La respuesta de Bouteville sonó firme:
—Vuestro amigo tiene una estocada en el costado, monsieur. —Bernard giró la cabeza trabajosamente y distinguió a unos diez pasos al rival de Bouteville, aovillado en el suelo y sujetándose el abdomen. Un poco más allá había otro cuerpo tendido en el barro—. Y vos también estáis herido. Hay que buscar un cirujano que os atienda a ambos lo antes posible. No es de hombres honestos ensañarse con un adversario indefenso.
Bernard parpadeó con fuerza e incorporó el torso. No sabía cuándo había llegado, pero Des Chapelles estaba también junto a ellos.
—¡Al infierno vuestras lecciones, Bouteville! —exclamó La Valette tratando de hacerle a un lado.
Bernard tanteó a su alrededor buscando su espada y farfullando improperios. Le costaba hablar. Se llevó la mano a los labios y descubrió que tenía el belfo inferior roto de un tajo y un pedazo de carne ensangrentada colgando.

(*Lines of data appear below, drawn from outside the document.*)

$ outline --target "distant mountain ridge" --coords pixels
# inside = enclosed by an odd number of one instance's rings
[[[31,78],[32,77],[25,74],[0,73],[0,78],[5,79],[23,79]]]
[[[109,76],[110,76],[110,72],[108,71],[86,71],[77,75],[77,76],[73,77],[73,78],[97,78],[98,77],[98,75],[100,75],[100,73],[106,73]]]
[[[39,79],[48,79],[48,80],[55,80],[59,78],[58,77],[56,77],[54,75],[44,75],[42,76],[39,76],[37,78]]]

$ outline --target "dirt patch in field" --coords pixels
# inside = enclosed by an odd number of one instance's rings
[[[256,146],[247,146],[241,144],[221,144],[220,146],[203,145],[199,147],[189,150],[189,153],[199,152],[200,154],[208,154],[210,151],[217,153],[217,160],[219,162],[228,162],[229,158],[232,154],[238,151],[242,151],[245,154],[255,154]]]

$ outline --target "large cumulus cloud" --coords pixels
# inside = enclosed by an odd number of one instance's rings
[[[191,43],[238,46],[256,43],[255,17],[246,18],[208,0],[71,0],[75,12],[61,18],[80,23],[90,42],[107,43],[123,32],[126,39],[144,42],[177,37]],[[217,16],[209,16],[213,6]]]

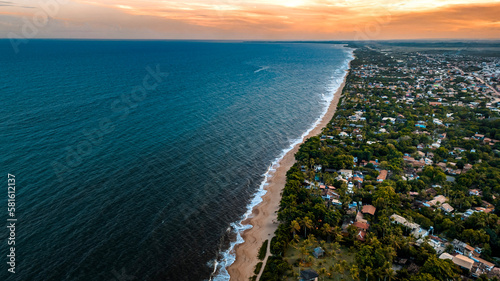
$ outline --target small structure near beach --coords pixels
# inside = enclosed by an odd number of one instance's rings
[[[325,254],[325,251],[323,249],[321,249],[321,247],[317,247],[313,251],[313,256],[317,259],[321,258],[324,254]]]
[[[300,272],[300,281],[318,281],[319,274],[312,269],[302,270]]]

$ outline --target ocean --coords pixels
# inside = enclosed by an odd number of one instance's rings
[[[1,280],[228,280],[266,173],[342,83],[316,43],[0,40]],[[7,189],[0,196],[7,225]]]

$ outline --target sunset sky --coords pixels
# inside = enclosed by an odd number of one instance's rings
[[[499,15],[500,0],[3,0],[0,37],[500,39]]]

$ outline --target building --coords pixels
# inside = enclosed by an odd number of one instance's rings
[[[453,256],[448,254],[448,253],[442,253],[440,256],[439,256],[440,259],[442,260],[453,260]]]
[[[450,206],[450,204],[444,203],[443,205],[441,205],[441,210],[443,210],[446,213],[451,213],[455,209],[452,206]]]
[[[471,270],[474,265],[474,261],[463,255],[456,255],[452,259],[453,263],[460,266],[461,268],[465,268],[467,270]]]
[[[323,251],[323,249],[321,249],[321,247],[317,247],[313,250],[313,256],[315,258],[320,258],[322,257],[323,255],[325,254],[325,251]]]
[[[446,199],[446,197],[444,197],[443,195],[438,195],[438,196],[434,197],[434,199],[432,199],[431,201],[424,203],[424,206],[433,207],[437,203],[442,205],[446,201],[448,201],[448,199]]]
[[[302,270],[300,272],[300,281],[318,281],[318,273],[312,269]]]
[[[385,181],[386,178],[387,178],[387,171],[386,170],[382,170],[382,171],[380,171],[380,174],[377,177],[377,181],[378,182],[383,182],[383,181]]]
[[[372,205],[364,205],[363,206],[363,209],[361,209],[361,213],[363,214],[370,214],[370,215],[375,215],[375,211],[377,210],[377,208],[375,208],[375,206],[372,206]]]

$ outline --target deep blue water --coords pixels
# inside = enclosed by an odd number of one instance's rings
[[[4,186],[16,175],[18,218],[16,274],[4,228],[0,280],[210,278],[230,225],[320,117],[350,56],[328,44],[78,40],[15,54],[0,40],[0,170]]]

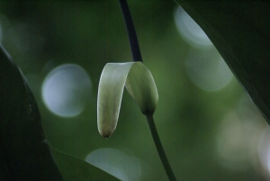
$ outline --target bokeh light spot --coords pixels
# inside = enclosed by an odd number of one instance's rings
[[[175,23],[181,36],[192,45],[198,47],[212,45],[202,29],[181,6],[175,12]]]
[[[116,149],[95,149],[86,161],[123,181],[139,180],[140,176],[140,160]]]
[[[51,70],[42,85],[42,98],[53,113],[70,117],[78,115],[91,95],[92,83],[79,66],[66,64]]]
[[[192,49],[185,59],[192,82],[205,91],[217,91],[227,86],[232,73],[215,49]]]

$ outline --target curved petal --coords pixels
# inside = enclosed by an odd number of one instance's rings
[[[141,113],[152,115],[158,101],[158,94],[151,72],[141,62],[132,66],[125,86]]]
[[[116,128],[124,86],[144,114],[155,112],[158,90],[150,71],[141,62],[106,64],[97,97],[98,131],[104,138]]]
[[[133,64],[108,63],[102,72],[97,95],[97,125],[104,138],[109,138],[116,128],[123,87]]]

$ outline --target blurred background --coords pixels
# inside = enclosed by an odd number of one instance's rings
[[[269,126],[202,29],[172,0],[129,5],[176,177],[270,179]],[[97,131],[103,68],[132,60],[118,1],[1,1],[0,41],[29,81],[51,147],[122,180],[167,180],[127,91],[112,136]]]

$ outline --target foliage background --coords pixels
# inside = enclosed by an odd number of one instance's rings
[[[267,151],[259,144],[267,124],[237,80],[218,91],[195,86],[185,59],[196,48],[177,32],[174,14],[178,5],[166,0],[129,3],[144,63],[159,93],[156,124],[176,177],[267,180],[268,168],[261,161],[267,159]],[[51,147],[83,159],[98,149],[116,149],[132,161],[115,156],[117,160],[108,157],[108,162],[118,168],[122,164],[124,168],[119,169],[130,180],[166,179],[147,122],[127,93],[113,135],[104,140],[97,131],[103,68],[107,62],[131,61],[117,1],[1,1],[0,24],[1,42],[28,78]],[[41,96],[48,73],[66,63],[81,66],[92,81],[85,110],[69,118],[50,112]]]

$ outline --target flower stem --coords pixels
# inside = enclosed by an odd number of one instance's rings
[[[160,139],[159,139],[159,136],[158,136],[156,125],[155,125],[153,115],[146,115],[146,117],[147,117],[147,120],[148,122],[148,127],[149,127],[152,138],[155,142],[156,149],[158,152],[159,158],[162,162],[162,165],[166,173],[166,176],[170,181],[176,181],[176,177],[172,170],[172,167],[167,160],[167,158],[166,158],[164,149],[162,147],[162,144],[161,144],[161,141],[160,141]]]
[[[140,50],[139,41],[133,24],[131,14],[126,0],[119,0],[122,16],[126,24],[127,32],[129,35],[130,50],[132,53],[133,61],[141,61],[142,58]]]

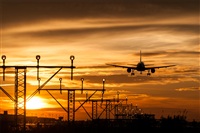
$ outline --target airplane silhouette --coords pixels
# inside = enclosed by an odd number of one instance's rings
[[[131,75],[135,74],[134,70],[140,71],[140,74],[142,74],[142,71],[148,70],[148,73],[147,73],[148,76],[150,76],[151,73],[155,73],[155,71],[156,71],[155,69],[175,66],[175,65],[151,66],[151,67],[149,65],[145,66],[144,62],[142,62],[142,53],[141,53],[141,50],[140,50],[140,62],[138,62],[137,65],[133,65],[133,66],[123,66],[123,65],[116,65],[116,64],[106,64],[106,65],[127,68],[127,72],[131,73]],[[149,66],[149,67],[147,67],[147,66]]]

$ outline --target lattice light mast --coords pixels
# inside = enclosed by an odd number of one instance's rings
[[[70,56],[71,66],[40,66],[39,60],[40,55],[36,56],[37,65],[36,66],[6,66],[5,60],[6,56],[2,55],[3,65],[0,68],[3,68],[3,81],[5,81],[5,70],[6,68],[14,68],[15,69],[15,88],[14,88],[14,98],[0,86],[0,90],[2,90],[13,102],[14,102],[14,112],[15,112],[15,123],[16,129],[19,130],[19,127],[22,126],[22,130],[26,131],[26,101],[30,100],[37,92],[40,90],[62,69],[62,68],[71,68],[71,80],[73,80],[73,60],[75,57],[73,55]],[[59,68],[59,70],[52,75],[42,86],[39,85],[38,89],[26,98],[26,72],[27,68],[37,68],[37,80],[38,84],[40,84],[39,78],[39,68]]]

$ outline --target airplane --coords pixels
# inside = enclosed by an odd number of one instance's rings
[[[133,65],[133,66],[123,66],[123,65],[116,65],[116,64],[106,64],[106,65],[110,65],[110,66],[114,66],[114,67],[127,68],[127,72],[131,73],[131,75],[135,75],[134,70],[139,71],[140,74],[142,74],[143,71],[148,70],[147,76],[150,76],[151,73],[155,73],[155,71],[156,71],[155,69],[167,68],[167,67],[175,66],[175,65],[167,65],[167,66],[149,66],[149,65],[145,65],[144,62],[142,62],[141,50],[140,50],[140,62],[138,62],[137,65]]]

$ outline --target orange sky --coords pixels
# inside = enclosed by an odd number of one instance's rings
[[[63,69],[45,88],[59,88],[59,78],[63,88],[81,88],[81,78],[85,88],[102,88],[105,78],[106,98],[119,91],[144,112],[160,117],[163,110],[172,115],[186,109],[190,120],[200,120],[198,5],[198,0],[1,0],[0,54],[6,65],[36,65],[36,55],[40,65],[70,65],[74,55],[74,80]],[[147,77],[105,65],[137,64],[140,50],[146,64],[176,66]],[[57,70],[41,69],[41,83]],[[6,81],[0,76],[0,85],[13,96],[14,69],[6,70]],[[37,87],[36,69],[28,69],[27,95]],[[66,104],[66,93],[53,94]],[[59,108],[47,92],[36,96],[45,108]],[[1,113],[13,108],[2,91],[0,101]]]

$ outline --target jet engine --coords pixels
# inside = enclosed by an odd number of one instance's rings
[[[155,68],[151,68],[151,73],[155,73]]]
[[[127,72],[130,73],[131,72],[131,68],[127,68]]]

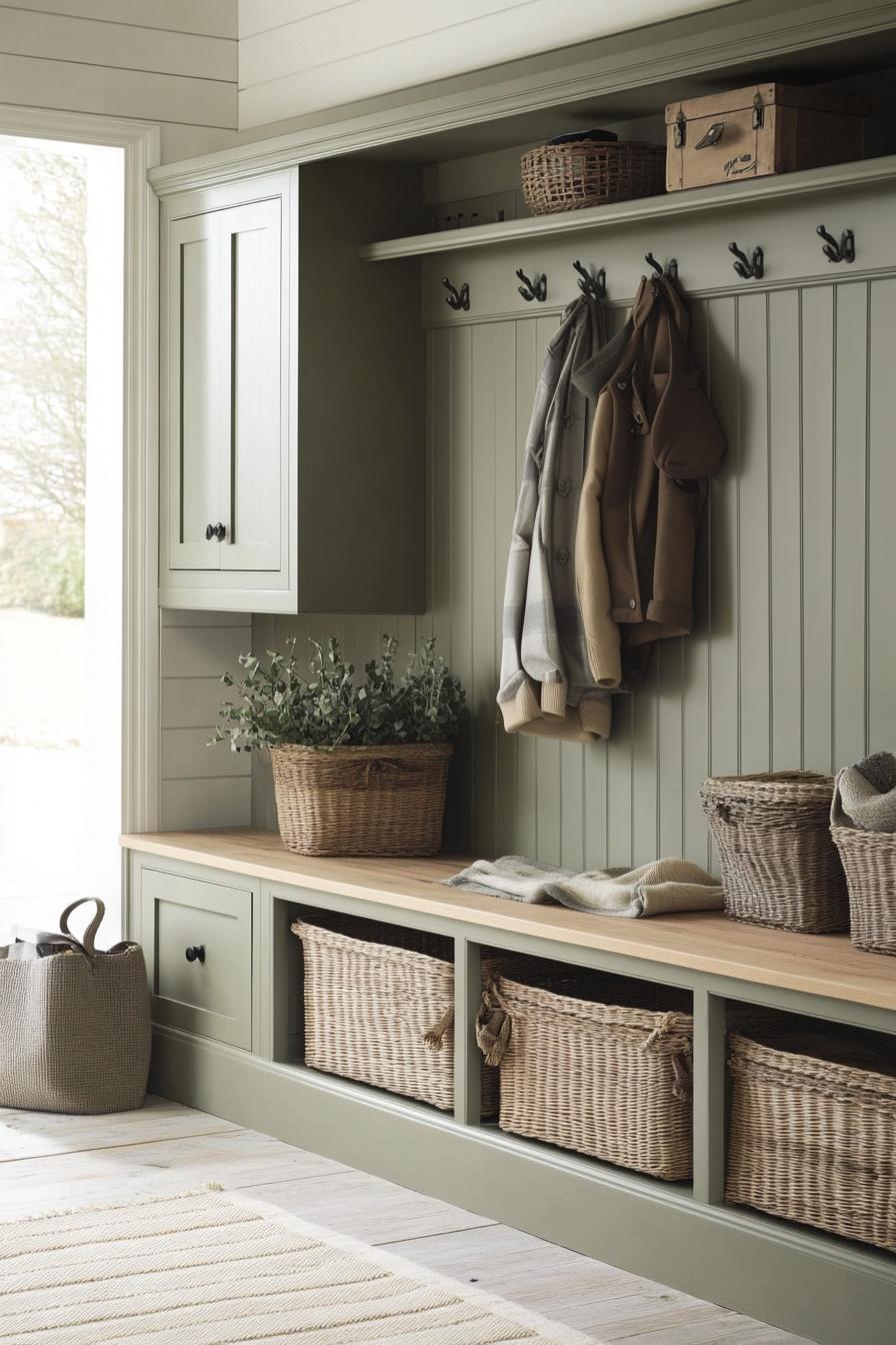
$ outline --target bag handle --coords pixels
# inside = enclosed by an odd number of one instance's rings
[[[85,929],[83,939],[78,942],[78,939],[75,939],[75,936],[69,928],[69,916],[71,915],[73,911],[77,911],[78,907],[83,907],[89,901],[93,901],[93,904],[97,908],[97,913],[87,925],[87,928]],[[99,925],[102,924],[105,915],[106,915],[106,902],[101,901],[99,897],[79,897],[77,901],[73,901],[71,905],[66,907],[66,909],[59,916],[59,928],[62,929],[62,932],[66,935],[67,939],[71,939],[71,942],[78,948],[82,948],[89,958],[93,958],[95,952],[94,942],[97,939],[97,931],[99,929]]]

—Es poco más que un crío —medió Des Chapelles—. Y su amigo de la infancia ha muerto por orden vuestra; poneos en su lugar.
—A mí me parece un hombre hecho y derecho. Y el hijo de puta ni siquiera ha querido avenirse a luchar sin daga cuando ha visto que yo no la llevaba.
—No podéis matarlo a sangre fría —insistió Bouteville.
Por supuesto que no. Era él quien iba a matar a La Valette. Ya podían quitarse todos de en medio porque le iba a enviar al infierno ahora mismo. Por su vida que le iba a rebanar la garganta y a dejar que se ahogara en su propia sangre.
Pero no sabía si lo estaba gritando en voz alta o si las palabras sólo sonaban dentro de su cabeza maltratada. Nadie le prestaba atención.
Al menos había logrado ponerse de rodillas. Agarró al hombre que tenía delante por los faldones del jubón para apartarle y de repente le invadió una náusea invencible y tuvo que doblarse en dos para no vomitarse encima. Hundió las manos en el fango, sofocado entre arcadas y sollozos. Le sorprendió el sabor de las lágrimas. Ni siquiera se había dado cuenta de que estuviera llorando.
Entonces, el suelo se acercó vertiginoso a su cara y los ojos se le cerraron.